I liked, but did not quite love, Tomi Adeyemi’s Children of Blood and Bone when I read it a couple of years ago. I am pleased and a little bit surprised to note that I stayed up much later than I wanted to last night to finish Children of Virtue and Vengeance, the sequel, and that in general I found it a much more satisfying read than the first book in the series. The first book suffered from what felt like (to me) too much recapping and too much YA-ness, for lack of a better word, and …

…well, this book is basically entirely about genocide, so, uh, it doesn’t feel nearly as YA as the previous book did. It follows the same characters, not all of whom are on the same side, and the general plot throughline of the book is you and all your friends and everyone like you should be dead vs no we shouldn’t vs a couple of people who think “you should all be dead” and “no we shouldn’t” are merely differences of opinion that can be sorted out through peace talks.

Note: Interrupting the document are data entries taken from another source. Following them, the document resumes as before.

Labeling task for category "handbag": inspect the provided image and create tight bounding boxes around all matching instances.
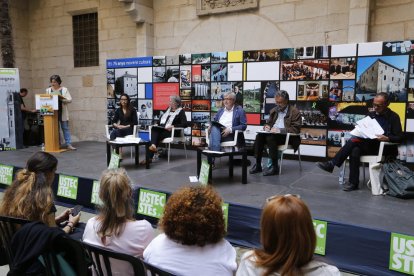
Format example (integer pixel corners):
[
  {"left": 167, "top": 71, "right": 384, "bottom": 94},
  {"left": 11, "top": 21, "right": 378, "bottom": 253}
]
[{"left": 383, "top": 160, "right": 414, "bottom": 199}]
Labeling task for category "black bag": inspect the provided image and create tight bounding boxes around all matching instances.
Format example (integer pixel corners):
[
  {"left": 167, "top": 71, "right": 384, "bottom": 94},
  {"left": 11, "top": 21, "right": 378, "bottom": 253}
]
[{"left": 383, "top": 160, "right": 414, "bottom": 199}]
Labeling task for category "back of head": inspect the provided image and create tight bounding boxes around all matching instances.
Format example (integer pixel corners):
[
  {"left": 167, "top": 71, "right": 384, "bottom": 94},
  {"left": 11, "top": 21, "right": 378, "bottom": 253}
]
[
  {"left": 98, "top": 168, "right": 134, "bottom": 237},
  {"left": 160, "top": 186, "right": 225, "bottom": 246},
  {"left": 0, "top": 151, "right": 57, "bottom": 225},
  {"left": 255, "top": 195, "right": 316, "bottom": 276}
]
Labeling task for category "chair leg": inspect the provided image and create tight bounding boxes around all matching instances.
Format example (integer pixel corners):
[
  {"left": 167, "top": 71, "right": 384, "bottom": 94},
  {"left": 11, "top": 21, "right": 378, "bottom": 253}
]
[
  {"left": 184, "top": 143, "right": 187, "bottom": 159},
  {"left": 362, "top": 163, "right": 366, "bottom": 185},
  {"left": 339, "top": 160, "right": 347, "bottom": 186},
  {"left": 279, "top": 151, "right": 283, "bottom": 175},
  {"left": 297, "top": 148, "right": 302, "bottom": 170},
  {"left": 167, "top": 143, "right": 171, "bottom": 163}
]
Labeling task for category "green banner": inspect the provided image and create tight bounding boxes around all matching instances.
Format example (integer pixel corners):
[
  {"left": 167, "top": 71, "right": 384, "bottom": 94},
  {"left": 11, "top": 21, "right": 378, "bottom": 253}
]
[
  {"left": 57, "top": 175, "right": 79, "bottom": 200},
  {"left": 313, "top": 219, "right": 327, "bottom": 255},
  {"left": 91, "top": 180, "right": 103, "bottom": 205},
  {"left": 0, "top": 164, "right": 13, "bottom": 185},
  {"left": 390, "top": 232, "right": 414, "bottom": 275},
  {"left": 137, "top": 189, "right": 166, "bottom": 218},
  {"left": 108, "top": 152, "right": 120, "bottom": 169},
  {"left": 199, "top": 160, "right": 210, "bottom": 186},
  {"left": 222, "top": 203, "right": 229, "bottom": 231}
]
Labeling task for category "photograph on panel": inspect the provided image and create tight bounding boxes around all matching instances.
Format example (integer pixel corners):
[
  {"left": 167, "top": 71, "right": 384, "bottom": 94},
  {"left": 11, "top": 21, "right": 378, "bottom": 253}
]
[
  {"left": 192, "top": 53, "right": 210, "bottom": 64},
  {"left": 182, "top": 100, "right": 191, "bottom": 112},
  {"left": 192, "top": 100, "right": 210, "bottom": 112},
  {"left": 180, "top": 66, "right": 191, "bottom": 89},
  {"left": 166, "top": 66, "right": 179, "bottom": 82},
  {"left": 233, "top": 81, "right": 243, "bottom": 106},
  {"left": 180, "top": 89, "right": 192, "bottom": 100},
  {"left": 107, "top": 69, "right": 115, "bottom": 84},
  {"left": 201, "top": 65, "right": 210, "bottom": 82},
  {"left": 153, "top": 56, "right": 166, "bottom": 66},
  {"left": 294, "top": 101, "right": 328, "bottom": 127},
  {"left": 211, "top": 52, "right": 227, "bottom": 63},
  {"left": 166, "top": 55, "right": 179, "bottom": 65},
  {"left": 243, "top": 82, "right": 261, "bottom": 113},
  {"left": 114, "top": 68, "right": 138, "bottom": 99},
  {"left": 300, "top": 127, "right": 327, "bottom": 146},
  {"left": 281, "top": 60, "right": 330, "bottom": 81},
  {"left": 409, "top": 79, "right": 414, "bottom": 101},
  {"left": 295, "top": 46, "right": 330, "bottom": 59},
  {"left": 356, "top": 55, "right": 409, "bottom": 102},
  {"left": 327, "top": 130, "right": 352, "bottom": 158},
  {"left": 192, "top": 83, "right": 210, "bottom": 100},
  {"left": 192, "top": 65, "right": 202, "bottom": 82},
  {"left": 192, "top": 136, "right": 206, "bottom": 147},
  {"left": 382, "top": 40, "right": 413, "bottom": 55},
  {"left": 179, "top": 53, "right": 192, "bottom": 65},
  {"left": 211, "top": 63, "right": 227, "bottom": 82},
  {"left": 138, "top": 100, "right": 153, "bottom": 120},
  {"left": 297, "top": 81, "right": 329, "bottom": 101},
  {"left": 330, "top": 58, "right": 356, "bottom": 79},
  {"left": 243, "top": 49, "right": 280, "bottom": 62},
  {"left": 107, "top": 84, "right": 115, "bottom": 98},
  {"left": 280, "top": 48, "right": 295, "bottom": 60},
  {"left": 261, "top": 81, "right": 279, "bottom": 119},
  {"left": 410, "top": 55, "right": 414, "bottom": 78},
  {"left": 153, "top": 66, "right": 166, "bottom": 83},
  {"left": 327, "top": 102, "right": 368, "bottom": 130},
  {"left": 192, "top": 112, "right": 210, "bottom": 123}
]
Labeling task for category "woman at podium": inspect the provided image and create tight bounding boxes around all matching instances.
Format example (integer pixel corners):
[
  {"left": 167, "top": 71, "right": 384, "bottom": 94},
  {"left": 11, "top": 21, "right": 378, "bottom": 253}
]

Hint: nah. And here’s the interesting thing, right? I read through some of the Goodreads reviews of this book, and there are some folks out there complaining about how some of the characters are occasionally not making the smartest of decisions, or sometimes they trust when they shouldn’t, or sometimes they’re inconsistent in how they handle things from one chapter to the next. And what’s weird about this is that those are strengths of the book for me.

These characters— every single POV character— are in enormously over their heads, and not a one of them has the slightest idea how to navigate the world they’ve found themselves in, and most of them are terrified through basically the entirety of the book, although they’re not always scared of the same things. And Children of Blood and Bone spent enough time setting up the relationships between the main characters that the fact that they’re reluctant to kill each other (while at the same time very much feeling like they might need to kill each other, to stop or win the war, depending on which character we’re talking about) that when they’re not always perfectly consistent from chapter to chapter it makes them feel like people, not like a list of character traits that the author didn’t bother to check before writing that particular chapter.

And if someone told me they didn’t like the book for precisely those reasons, I don’t know that I’d argue with them about it, but it definitely made the read more compelling for me. So adjust your expectations accordingly for how often my recommendations are in line with your own ideas about reading.

And then there’s the ending, which left me precisely suspended between “Oh, shit, that was awesome” and “Oh, fuck you, book” and I’m still kind of there? So we’ll see how Adeyemi pulls out of what she wrote herself into in the final book of the trilogy. I was looking forward to reading this, definitely, but my anticipation for the as-yet-untitled Book 3 is considerably higher than my anticipation for this one was. Check it out.